— Ты уже знал и все равно не остановил их…
— В этом не было ничего опасного. Там черным по белому было внесено имя Патрис Хаззард. В случае необходимости было очень легко поломать все завещание или, я бы сказал, ограничить его буквальным толкованием. Доказать, что ты и Патрис Хаззард не одно и то же лицо, и потому не ты фигурируешь в завещании. Закон — это не безнадежно влюбленный парень; закон придает значение имени. Я аккуратно, не выдавая себя, расспросил нашего адвоката, и его разъяснения окончательно меня успокоили. Но этот случай раз и навсегда убедил меня, что здесь не было никакой игры, никаких скрытых мотивов. Хочу сказать, что ты не помышляла ни о каких деньгах. Патрис, испуг и искреннее отвращение, написанные на твоем лице в тот вечер, когда я пришел тебе сказать, что завещание подписано, не могла бы изобразить ни одна самая искусная актриса. Лицо, белое как полотно, до смерти испуганные глаза, будто ищущие, куда бежать. Руки как лед. Это была не игра, а выражение неподдельного отчаяния. И тут я получил ответ. В тот вечер я понял, чего ты действительно хочешь, что заставило тебя пойти на все это: желание покоя, безопасности, защищенности. Как только я нашел ответ, все эти чувства я заметил на твоем лице. Я видел их сотни раз за день. Особенно когда ты глядела на малыша. Всякий раз, когда говорила: «Я иду к себе». В том, как ты это произносила: «К себе». Я читал их в твоих глазах, когда ты всего лишь смотрела на занавески на окнах, ласково расправляя их. Мне почти слышалось, как ты говоришь: «Они мои, я здесь живу». И всякий раз, когда я был этому свидетелем, со мной что-то происходило. Я любил тебя все больше. Мне хотелось, чтобы тебе все это принадлежало по праву, навсегда; чтобы никто и ничто не могли у тебя этого отнять… — Билл заговорил еще тише, чуть слышно. — Рядом со мной. Как моя жена. Я все еще хочу, чтобы так было. А теперь во сто раз больше, чем прежде. Ответишь мне сейчас? Скажешь ли, что согласна?
В глазах Патрис расплывалось его лицо…
— Поехали домой, Билл, — устало, со счастливой улыбкой промолвила она. — Отвези Патрис в свой дом.
Глава 43
Когда он затормозил, Патрис на мгновение показалось, что дом горит, что все внутри объято пламенем. Только когда она отпрянула от окна и прижалась к нему, то поняла, что это просто яркое освещение. Особенно яркое на фоне бледного рассвета, ровное, немигающее. Светлился изо всех окон на обоих этажах, озаряя газон до самой проезжей части. В доме что-то случилось.
Толкнув ее локтем, Билл молча показал на номерной знак стоявшей впереди машины. На нем в свете фар четко выделялись две зловещие буквы: MD.[2] Четкие, пугающие, бросающиеся в глаза. Словно череп и кости на флаконе с ядом. Эти буквы внушали такой же страх.

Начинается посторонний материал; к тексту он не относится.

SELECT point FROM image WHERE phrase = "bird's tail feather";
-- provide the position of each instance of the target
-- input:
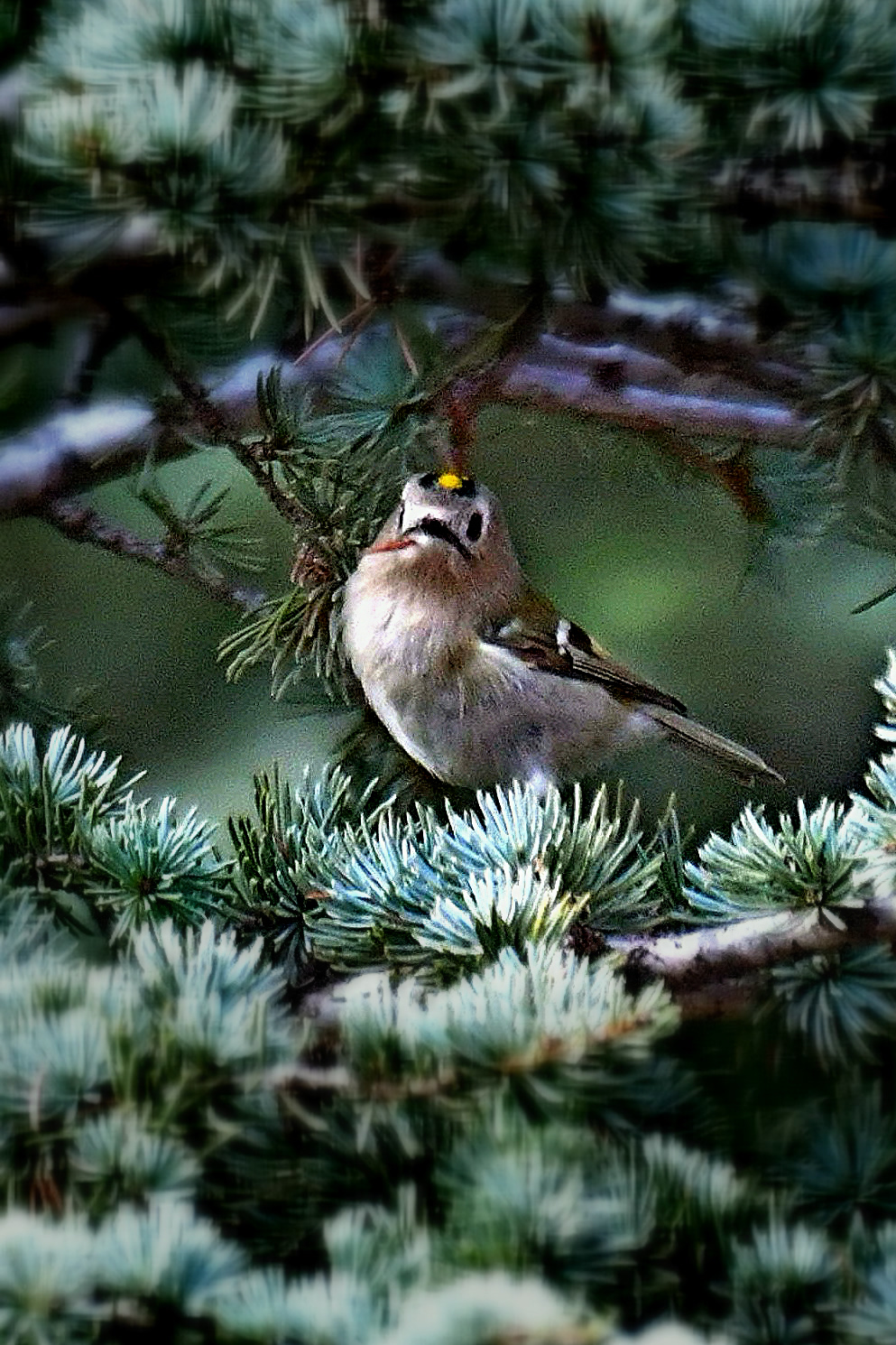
(747, 765)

«Доктор Паркер», — мелькнула мысль.
Билл, открыв дверцу, выскочил из машины. Патрис за ним.
— А мы все это время сидели там! — воскликнул он.
Они помчались по плиткам дорожки, он впереди, она, еле поспевая, следом. Доставать ключ не потребовалось. Когда Билл потянулся за ним, дверь сама распахнулась. Их встретила одетая в цветастый купальный халат тетушка Джози. Ее испуганное лицо было одного цвета с седыми волосами.
Они не спрашивали, что случилось. И без того все было ясно.
— С половины двенадцатого, — коротко сообщила тетушка Джози, закрывая дверь. — Доктор находится у нее с полуночи и до сих пор. Хотя бы позвонили, — упрекнула экономка. — Сказали бы, где вас найти. — Потом, обращаясь больше к Биллу, добавила: — Светает. Надеюсь, вечеринка удалась. Уверена, что так оно и есть. Знаю одно: запомнишь ее на всю жизнь, больше чем какую другую.
Патрис вздрогнула. Слова старой негритянки пронизали словно током. Как она права! Эта ночь, какой бы она ни была, запомнится на всю жизнь.
Доктор Паркер встретил их в верхней гостиной. Вместе с ним была сестра.
— Спит? — скорее со страхом, чем с надеждой спросила Патрис.
— Последние полчаса она наедине с Таем Уинтропом. Сама настояла. Когда человек серьезно болен, можно его переубедить, но когда дело обстоит еще серьезнее, тут ничего не поделаешь. Каждые десять минут проверяю пульс и дыхание.